Due volumi non recentissimi, ma di notevole importanza per la capacità di , focalizzare la situazione socio-economica di quei paesi, sono Soviet Politics and Society in the 1970’s, di H.W. Morton e R.L. Tokes, e The Economic History of Eastern Europe 1919-1975 di M.C. Kaser. Nei due libri viene spiegata con stile chiaro e asciutto, la situazione precaria dei diritti umani e il controllo pressoché totale dello Stato sulla vita dei cittadini. Negli anni ’70 quello che sembrava un sistema economico stabilizzato, sarebbe esploso con tutte le sue storture e contraddizioni già alla fine del decennio successivo a causa dei primi effetti concreti della globalizzazione sulle logiche produttive e redistributive e per la forte fase espansiva dell’economia mondiale, che aumentò a dismisura la disparità di sviluppo e di benessere tra l’Europa Occidentale e quella Orientale.

 

Il volume di G. Markov, The Truth that Killed, denuncia le reali condizioni di vita delle popolazioni delle democrazie popolari agli inizi degli anni ’80, accusando i partiti comunisti occidentali di nascondere consapevolmente agli occhi dell’opinione pubblica il massacro sociale dei regimi e il diffuso sistema di corruzione delle classi dirigenti e dell’alta burocrazia di potere.

Czechoslovakia, 1918-92. A Laboratori for Social Change, descrive egregiamente il quadro politico, sociale ed economico della Cecoslovacchia e fa una cronistoria puntuale degli avvenimenti che portarono al crollo del regime comunista e all’avvento della democrazia, contestualmente alla separazione in due Stati, Slovacchia e Repubblica Ceca.

 

Un libro che spiega come la politica economica adottata nella Germania Orientale portò alla caduta del regime proprio quando il sistema dirigista sembrava poter sopportare meglio degli altri l’impatto dello sviluppo dell’Occidente, è The Politics of Economic Declin in East Germany, 1945-1989, di K. Kopstein.

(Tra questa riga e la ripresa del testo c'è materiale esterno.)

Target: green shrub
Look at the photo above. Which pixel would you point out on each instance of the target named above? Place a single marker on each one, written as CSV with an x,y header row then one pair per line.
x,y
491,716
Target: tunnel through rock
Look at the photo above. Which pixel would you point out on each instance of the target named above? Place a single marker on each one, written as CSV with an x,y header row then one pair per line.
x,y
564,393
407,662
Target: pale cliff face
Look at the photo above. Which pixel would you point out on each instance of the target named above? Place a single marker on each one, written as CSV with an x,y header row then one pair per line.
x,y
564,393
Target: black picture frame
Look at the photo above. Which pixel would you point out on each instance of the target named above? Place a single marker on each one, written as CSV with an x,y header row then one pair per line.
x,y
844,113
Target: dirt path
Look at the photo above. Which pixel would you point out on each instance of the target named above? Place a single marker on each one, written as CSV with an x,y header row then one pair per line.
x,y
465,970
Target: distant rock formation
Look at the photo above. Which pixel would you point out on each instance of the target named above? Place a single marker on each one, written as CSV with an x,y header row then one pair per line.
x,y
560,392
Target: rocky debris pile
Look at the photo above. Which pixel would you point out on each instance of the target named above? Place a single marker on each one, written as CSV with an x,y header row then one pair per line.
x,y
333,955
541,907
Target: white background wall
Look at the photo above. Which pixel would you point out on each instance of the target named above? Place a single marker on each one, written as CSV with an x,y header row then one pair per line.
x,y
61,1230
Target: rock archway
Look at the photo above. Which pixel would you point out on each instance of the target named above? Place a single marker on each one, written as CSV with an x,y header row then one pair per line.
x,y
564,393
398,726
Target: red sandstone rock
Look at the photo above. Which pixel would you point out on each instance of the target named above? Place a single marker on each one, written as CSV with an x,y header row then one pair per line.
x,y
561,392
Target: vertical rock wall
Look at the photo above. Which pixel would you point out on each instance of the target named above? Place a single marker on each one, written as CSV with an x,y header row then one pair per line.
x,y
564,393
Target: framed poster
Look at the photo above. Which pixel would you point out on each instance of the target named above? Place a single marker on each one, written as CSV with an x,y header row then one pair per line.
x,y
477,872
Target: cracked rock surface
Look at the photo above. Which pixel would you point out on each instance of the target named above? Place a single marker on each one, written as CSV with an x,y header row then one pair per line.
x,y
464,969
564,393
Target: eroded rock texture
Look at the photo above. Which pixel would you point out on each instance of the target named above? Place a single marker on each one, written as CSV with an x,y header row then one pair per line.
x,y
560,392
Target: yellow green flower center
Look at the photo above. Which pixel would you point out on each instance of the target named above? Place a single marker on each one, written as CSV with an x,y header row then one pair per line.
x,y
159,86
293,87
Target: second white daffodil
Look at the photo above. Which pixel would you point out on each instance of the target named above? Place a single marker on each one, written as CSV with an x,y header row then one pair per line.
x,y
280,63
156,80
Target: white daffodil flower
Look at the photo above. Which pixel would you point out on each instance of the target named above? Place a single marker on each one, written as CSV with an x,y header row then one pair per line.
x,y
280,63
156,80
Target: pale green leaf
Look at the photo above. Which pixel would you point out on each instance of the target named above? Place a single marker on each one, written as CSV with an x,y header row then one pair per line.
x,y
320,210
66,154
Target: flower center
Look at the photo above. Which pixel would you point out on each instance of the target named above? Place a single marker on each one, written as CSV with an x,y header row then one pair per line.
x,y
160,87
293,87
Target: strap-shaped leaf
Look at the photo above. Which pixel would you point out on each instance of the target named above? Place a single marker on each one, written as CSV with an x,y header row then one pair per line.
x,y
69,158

Particolare emozione suscitano le pagine che descrivono le prime ore in cui il Muro viene attraversato da moltissimi ragazzi senza più il timore di venire uccisi da un colpo di fucile di fabbricazione sovietica.

 

Chissà se la battaglia (vinta) per istituire la festa del Giorno della Libertà diverrà un  libro. Materiale ce ne sarebbe davvero tanto.